Na minha juventude, era escolhido com muita frequência um cântico de cuja letra retiro algumas frases: «Vamos caminhando lado a lado. Somos teus amigos, ó Senhor! A tua amizade é nossa alegria. Por isso Te louvamos com amor. Cristo é o modelo de amizade, [...] Dele recebemos força e alegria. Para nos doarmos como irmãos. Seja o nosso encontro com o Pai. Um sinal da nossa união [...]. Sendo nosso Pai quer ser um irmão.» É um cântico sinodal. A Igreja, no dealbar do Cristianismo, vivia assim. Os cristãos sabiam que tinham recebido o legado de anunciar os valores de um Reino diferente dos reinos deste mundo. Foi para dar a conhecê-lo que Deus, em Jesus Cristo, veio habitar neste mundo (cf. Jo 1, 14). É seu desígnio que este outro Reino seja uma realidade a acontecer, desde já, no meio de nós (cf. Lc 17, 21).
A Igreja, porém, foi-se deixando seduzir pelos poderes deste mundo, configurando-se mais com eles. É verdade que, ao longo da História, têm existido gente e instituições cristãs que procuraram, com a sua palavra e, sobretudo, com o seu testemunho, fazer com que a Igreja penetre mais no Reino de Deus, em que, pelo baptismo, todos os seus membros possuem a mesma dignidade. Uma Igreja em que clérgima (cabeção ou colarinho clerical) não se distingue do capacete do operário, nem o báculo da enxada. Seja «Povo de Deus» regido pelas orientações do Concílio Vaticano II, concretamente, as contidas na constituição dogmática Lumen Gentium.
O processo sinodal em curso não é uma invenção do Papa Francisco, mas a consequência de fazer, como é a sua primordial missão, com que o Espírito fale às Igrejas particulares espalhadas por todo o mundo (cf. Ap 3,6). As evidências desta imperiosa vontade do Espírito Santo estão expressas na síntese corajosa que a Conferência Episcopal Portuguesa fez das auscultações efectuadas nas dioceses e noutros grupos. Foi pena que não desse maior evidência ao dever que a Igreja tem de dialogar mais com o mundo.

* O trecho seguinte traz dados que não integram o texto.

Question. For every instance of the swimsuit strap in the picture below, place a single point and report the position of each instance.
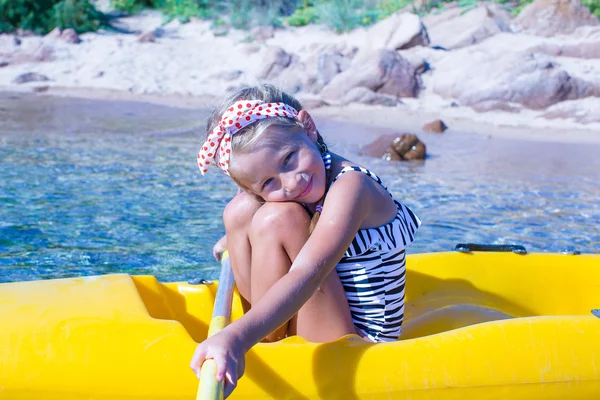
(364, 171)
(327, 159)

Não quero embarcar num pessimismo derrotista, mas não haja dúvidas de quanto maiores resistências houver à renovação da Igreja, mais ela se afastará da sua missão e continuará o mundo a divorciar-se dela. Para que tenhamos uma Igreja sinodal é preciso distribuir poder. Isso é muito complexo. Só se conseguirá com uma maior valorização do laicado, com atribuições decisórias, mas isso dependerá da consciência que os leigos tiverem da sua irrenunciável missão. Só assim se eliminará o clericalismo que afecta também muitos leigos. Há, por isso, um investimento urgente a fazer na formação dos católicos, em todas as vertentes da teologia e assente numa hermenêutica séria. A implementação de uma estratégia de sensibilização e da criação de modelos formativos acessíveis é indispensável. Estará a hierarquia interessada nisso? O seu total envolvimento é indispensável.
Caminharemos juntos e lado a lado, quando os cristãos católicos souberem dar razões da sua fé, da esperança que os anima e da caridade que os credibiliza.